Why Managed Service Partnerships Transform Healthcare Voice AI: The Parlance Difference
The Human Element Behind Healthcare Voice AI
As a conversational AI designer and software engineer at Parlance and a mother of two young children, I understand firsthand how challenging it can be to manage healthcare needs while juggling life’s many responsibilities. Whether you’re driving kids to soccer practice or caring for aging parents, those moments in the car often become the only time to handle personal tasks —rescheduling appointments, contacting a nurse’s line, or asking billing questions.
This is why my work at Parlance matters so much to me. I design intelligent virtual assistants that make these interactions easier, faster, and more human for the millions of patients who still rely on the phone as their primary healthcare communication channel.
Bridging Design and Engineering
Before joining Parlance in 2021, I spent three years building AI–powered chatbots integrated with EHR systems—helping patients schedule appointments, view test results, and manage their care digitally.
My work now sits at the intersection of two worlds:
- Conversational design, where I craft intuitive, natural dialog flows that support patients with empathy.
- Software engineering, where I build backend logic, APIs, and routing systems that make those conversations intelligent and reliable.
Every health system operates differently. A faith-based hospital network has different routing rules than an academic medical center. A regional system with 20 clinics functions differently from a national network with hundreds of facilities. My job is to ensure that each organization gets a voice assistant tailored precisely to their unique workflows and patient needs.
Solving the Challenge of Proper Names in Speech Recognition
Speech recognition in healthcare is far from perfect. Background noise, diverse accents, and complex medical terminology often lead to transcripts that don’t match what callers actually said. A patient might clearly say “Dr. Molina,” and the speech engine might return something like “Carolina” or “Melina.”
To overcome these issues, I combine natural language understanding (NLU) with phonetic vector search techniques. NLU helps interpret the caller’s intent by analyzing context, linguistic patterns, and domain-specific cues. At the same time, phonetic vector search maps spoken input into a phonetic vector space, allowing the system to compare what the speech engine heard against known entities — provider names, patient names, medications, departments, and more. This dual approach enables Parlance to determine not just what the transcript says, but what the caller most likely meant.
It’s especially powerful when dealing with proper names, one of the hardest challenges in healthcare voice AI:
- patient names
- provider names
- clinic and department names
- medication names and diagnoses
Parlance has built proprietary tools that merge NLU reasoning with phonetic similarity scoring to find the best match — even when the speech recognition output is inaccurate. This capability is one of our strongest differentiators. In a domain where a single misheard name can derail a call, our ability to reliably identify proper names directly improves patient access and call routing accuracy.

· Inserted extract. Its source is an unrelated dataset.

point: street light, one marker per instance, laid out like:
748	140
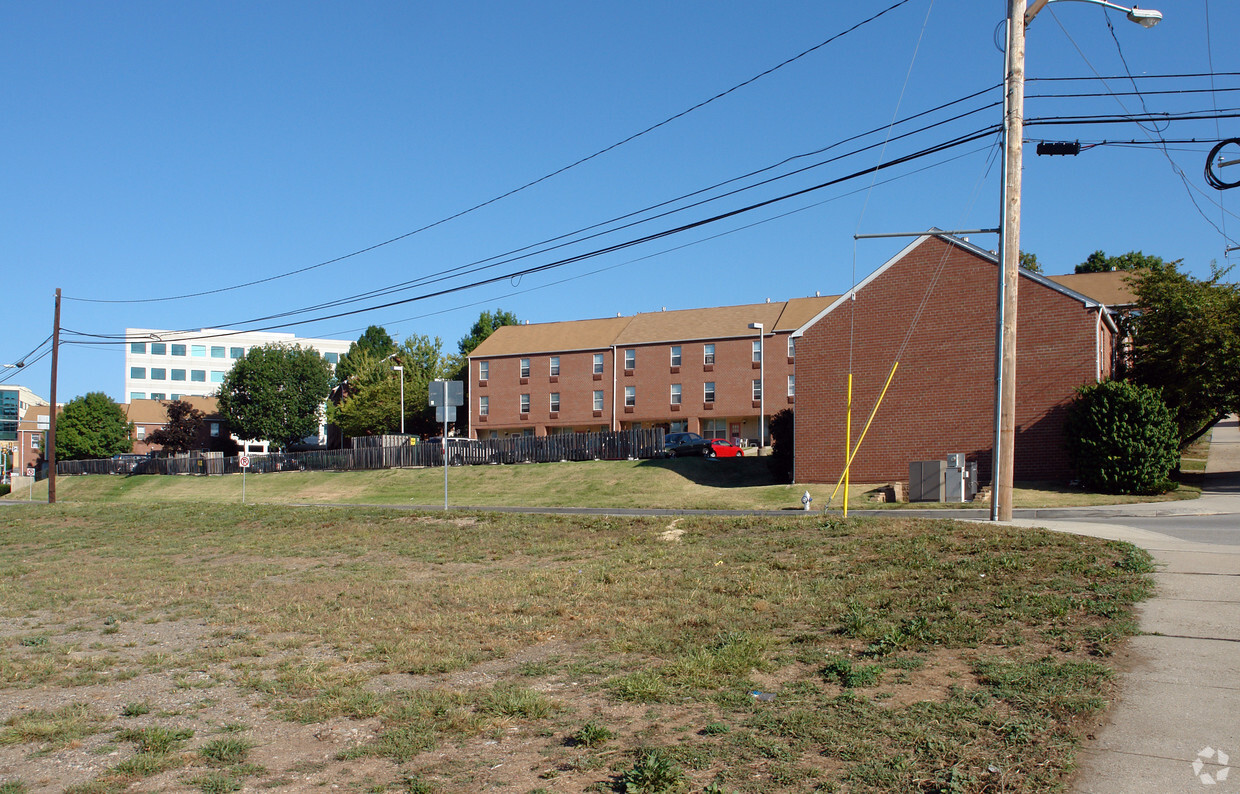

Keeping Conversations Short and Effective
Great voice AI respects people’s time. Calls should be direct, efficient, and goal-oriented. If someone wants to schedule an appointment, the IVA needs to guide them to the correct workflow immediately — or connect them to a human agent if necessary. If the system cannot confidently understand the caller, it should gracefully route to a live support person.
The goal is always the same: get callers to the right help as quickly as possible.
The Managed Service Advantage
What truly sets Parlance apart is our managed service model. We don’t sell software and hope for the best. We take ownership of performance.
When onboarding a new client, I collaborate with their teams and our solutions engineers to define exactly how the IVA should behave — its conversational flows, business rules, routing logic, and success criteria.
Then we test, refine, and adjust. Healthcare requirements change often, and we evolve with them. Once the system goes live, the real work begins. We monitor closely, especially in the early weeks, to ensure:
- no misroutes
- no broken conversations
- no self-service failures
- no unnecessary call transfers
When issues appear, we fix them immediately. Each error represents a real person who may be struggling to get help, and we treat that responsibility seriously.
Health system IT teams are experts in clinical technology — not in optimizing switchboard operations or designing conversational AI. That’s why Parlance operates as a managed service partner. We deliver continuous improvement, real accountability, and long-term ROI
Why This Work Matters
I feel genuinely fortunate to contribute to improving patient experiences. When someone is sick or caring for a loved one, they shouldn’t have to wait eight or ten minutes to reach help. By reducing routine call burdens on agents and operators, we free them to assist patients with complex needs who need human support the most.
At the same time, we help health systems operate more efficiently and responsibly, ensuring they can continue serving their communities. As a working mother who often manages family healthcare needs on the phone while waiting in the school pick up line, I’m proud to design technology that makes these interactions less stressful for everyone — patients, caregivers, and healthcare staff alike.